これは那須川が背後を取られれば大ピンチになりうるが、そこのカバーを丸谷ができるようにしていたように思われる。前半でも43分にもあったように素早いテンポでパスを回されると劣勢になるが、それは整備されたモノではなく、再現性に欠くと判断したのだろう。

結果として大分は部分的、位置的な密度を高めて高いインテンシティから速攻を目指したが、練度が低く連続してのプレーには乏しかった。また、ヴェルディもDFラインを高くし、大分は押し下げられたため55分からは速攻に移る機会は少なくなった。

前半とは逆の展開になりヴェルディが押し込むと55分には泉澤、68分には佐藤優平の直接FKとチャンスは作るが、またしても高木の好セーブによって失点は免れた。

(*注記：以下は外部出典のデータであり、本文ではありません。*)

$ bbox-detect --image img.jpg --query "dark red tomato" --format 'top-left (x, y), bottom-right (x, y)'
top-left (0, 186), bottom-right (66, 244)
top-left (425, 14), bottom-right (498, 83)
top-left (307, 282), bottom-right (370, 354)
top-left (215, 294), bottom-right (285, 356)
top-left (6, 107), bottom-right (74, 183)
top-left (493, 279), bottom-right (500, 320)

その後は大分はFW2枚と那須川から藤本憲明、後藤優介、星雄次し、ヴェルディは佐藤、泉澤からアランピニェイロ、李栄直を投入して打開を図るもスコアは動かず。勝ち点1を分けあう結果となった。

 

ヴェルディの印象

やっぱりロティーナ監督との対戦は戦術的な要素が多く、柔軟性、引き出しの数が試されるなぁ……という印象。これに対して片野坂監督が用意でまたしても上回ったが、ロティーナ監督が修正をし、試合は高い緊張感のまま終わるという内容の濃いものだった。

選手で印象に残ったのは梶川諒太泉澤仁

梶川は、ボランチの位置からいつの間にか前線に顔を出してきて非常に掴みづらい選手だな、という印象。また、組み立ても上手く器用なので戦術に幅を持たせる大事な選手なんだとも。

泉澤は中間ポジションを取るのが上手く、出し手が出したいタイミングで顔を出せる選手。ハーフスペースへの侵入、カットインでワイドを空けたりと頭のいい、周りが見える選手だなと感じた。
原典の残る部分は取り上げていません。